O preso, mortificado socialmente, aguarda a liberdade – seja pela fuga ou pela “porta da frente”[7] – e, enquanto ela não “canta”[8] as cartas manuscritas sob as condições coercitivas de um ambiente prisional são instrumentos legais para ele continuar tentando fazer parte do tecido social.

4. A (IN)VIOLABILIDADE DA CORRESPONDÊNCIA NALEGISLAÇÃO

De acordo com os preceitos teóricos de Leite Junior (2009), um dos acontecimentos mais importantes, na luta pela democracia, foi o movimento denominado “Diretas-Já”, em 1984, com milhares de pessoas indo às ruas reivindicar mudança do regime político.

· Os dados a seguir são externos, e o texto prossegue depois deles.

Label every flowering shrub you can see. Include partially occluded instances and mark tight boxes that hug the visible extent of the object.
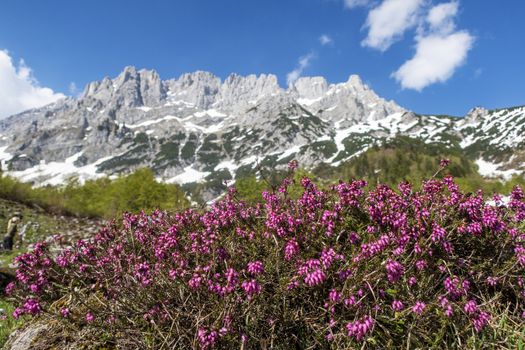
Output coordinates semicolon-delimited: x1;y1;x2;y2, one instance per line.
4;163;525;348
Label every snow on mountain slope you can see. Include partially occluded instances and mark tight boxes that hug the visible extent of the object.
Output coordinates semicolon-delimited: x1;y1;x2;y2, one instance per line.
0;67;523;195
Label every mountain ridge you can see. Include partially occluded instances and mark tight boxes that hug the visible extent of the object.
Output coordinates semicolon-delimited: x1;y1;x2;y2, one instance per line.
0;66;523;200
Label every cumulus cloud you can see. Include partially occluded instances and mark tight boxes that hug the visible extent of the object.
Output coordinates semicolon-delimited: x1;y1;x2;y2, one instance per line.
392;1;474;91
362;0;424;51
392;31;474;90
0;50;64;119
319;35;333;46
342;0;474;90
287;53;316;86
344;0;370;9
427;1;459;34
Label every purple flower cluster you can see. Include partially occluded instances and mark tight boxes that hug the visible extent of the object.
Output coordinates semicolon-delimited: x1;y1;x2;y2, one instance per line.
385;259;404;283
5;168;525;348
346;315;374;341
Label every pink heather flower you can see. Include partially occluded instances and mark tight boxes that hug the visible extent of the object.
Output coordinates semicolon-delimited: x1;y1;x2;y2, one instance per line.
440;159;451;168
438;296;454;317
432;224;446;242
338;268;352;281
344;296;357;308
189;273;204;289
385;259;404;283
23;298;41;315
287;280;299;290
12;307;24;319
408;276;418;287
346;315;374;341
288;160;298;170
86;312;94;323
515;246;525;267
412;302;426;315
241;279;261;299
472;311;490;333
320;247;337;269
247;261;264;276
198;328;219;349
60;307;70;318
304;269;326;287
462;280;471;292
348;232;360;244
134;262;152;286
391;300;404;311
444;276;469;300
284;238;299;261
464;300;478;315
5;282;15;295
415;259;428;271
328;289;341;303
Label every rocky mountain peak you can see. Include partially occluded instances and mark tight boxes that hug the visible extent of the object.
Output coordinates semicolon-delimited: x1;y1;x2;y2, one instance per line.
2;67;522;196
345;74;366;90
218;73;281;110
466;106;489;119
292;77;329;99
460;106;490;127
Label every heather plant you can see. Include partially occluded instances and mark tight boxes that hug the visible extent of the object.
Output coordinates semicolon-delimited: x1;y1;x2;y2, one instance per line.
3;161;525;349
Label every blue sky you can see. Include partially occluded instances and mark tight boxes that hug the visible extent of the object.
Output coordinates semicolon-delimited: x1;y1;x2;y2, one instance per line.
0;0;524;118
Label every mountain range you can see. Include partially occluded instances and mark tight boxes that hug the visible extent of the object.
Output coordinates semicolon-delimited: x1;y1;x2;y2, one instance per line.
0;66;523;200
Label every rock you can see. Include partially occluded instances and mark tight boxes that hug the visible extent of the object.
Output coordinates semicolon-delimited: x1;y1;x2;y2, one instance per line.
0;66;523;195
3;322;50;350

Movimento que concretizou uma nova fase histórica, pois mesmo regido pelos costumes militares, foi neste cenário que ocorreu a promulgação de um novo texto constitucional, representando a concretização do embrionário período democrático, promulgado em 5 de outubro de 1988. A Constituição de 88 trouxe ao povo brasileiro a esperança de uma sociedade que priorizasse o respeito pleno aos Direitos Humanos, conforme descrito no Artigo (Art.) 5º, Título II (Dos direitos e garantias fundamentais), Capítulo I (Dos direitos e deveres individuais e coletivos).

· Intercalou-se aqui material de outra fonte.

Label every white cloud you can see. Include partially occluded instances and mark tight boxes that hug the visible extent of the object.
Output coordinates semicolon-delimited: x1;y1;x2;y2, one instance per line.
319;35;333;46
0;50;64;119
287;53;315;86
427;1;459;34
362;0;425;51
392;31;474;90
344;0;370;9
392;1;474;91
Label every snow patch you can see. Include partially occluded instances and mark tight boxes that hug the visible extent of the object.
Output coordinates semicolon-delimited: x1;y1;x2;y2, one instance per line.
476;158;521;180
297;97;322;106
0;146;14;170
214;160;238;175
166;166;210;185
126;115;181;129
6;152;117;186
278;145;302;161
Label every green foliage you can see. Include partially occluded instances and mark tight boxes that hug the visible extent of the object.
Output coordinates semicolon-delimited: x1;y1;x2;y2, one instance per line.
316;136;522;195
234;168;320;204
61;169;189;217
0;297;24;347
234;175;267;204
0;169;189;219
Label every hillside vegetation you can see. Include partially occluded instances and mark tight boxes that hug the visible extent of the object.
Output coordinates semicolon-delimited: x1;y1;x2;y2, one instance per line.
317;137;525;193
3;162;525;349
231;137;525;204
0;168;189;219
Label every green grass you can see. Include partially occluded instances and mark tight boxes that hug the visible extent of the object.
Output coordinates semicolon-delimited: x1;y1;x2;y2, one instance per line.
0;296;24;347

É esta parte da Constituição Cidadã que nos interessa, pois é nela que está assegurada a garantia da inviolabilidade da correspondência, conforme esclarece o Art. 5º:
 
Todos são iguais perante a lei, sem distinção de qualquer natureza, garantindo-se aos brasileiros e aos estrangeiros residentes no País a inviolabilidade do direito à vida, à liberdade, à igualdade, à segurança e à propriedade, nos termos seguintes:
[...]
XII - É inviolável o sigilo da correspondência e das comunicações telegráficas, de dados e das comunicações telefônicas, salvo, no último caso, por ordem judicial, nas hipóteses e na forma que a lei estabelecer para fins de investigação criminal ou instrução processual penal; [...] (BRASIL,1988, p. 13).
Para contextualizarmos a questão dentro dos objetivos deste trabalho, elencamos o cenário internacional, onde a inviolabilidade da correspondência também faz parte da produção de Leis, Códigos, Tratados, etc. Trata-se de uma prerrogativa que se inicia com a Declaração Universal dos Direitos Humanos, em 1789. Neste documento, apesar de não haver nenhum registro sobre a temática, percebemos que há um prenúncio que se efetiva nas legislações posteriores, conforme se observa no Art. 11 da Declaração dos Direitos do Homem e do Cidadão de 1789: “A livre comunicação das ideias e das opiniões é um dos mais preciosos direitos do homem. Todo cidadão pode, portanto, falar, escrever, imprimir livremente, respondendo, todavia, pelos abusos desta liberdade nos termos previstos na lei” (BRASIL, [1789] 2015, p. 2).
Transpomos para o Século XX e em um contexto geográfico do continente americano e elencamos os seguintes documentos: Declaração Universal dos Direitos do Homem, de 1948, através do Art. 12: “Ninguém será sujeito a interferências na sua vida privada, na sua família, no seu lar ou na sua correspondência, nem a ataques à sua honra e reputação. Toda pessoa tem direito à proteção da lei contra tais interferências ou ataques” (BRASIL, 2009, p.12), a Convenção para a Proteção dos Direitos do Homem e das Liberdades fundamentais, de 1950, através do art. 8: “Direito ao respeito pela vida privada e familiar: qualquer pessoa tem direito ao respeito da sua vida privada e familiar, do seu domicílio e da sua correspondência” (BRASIL, [1950] 2015, p. 11).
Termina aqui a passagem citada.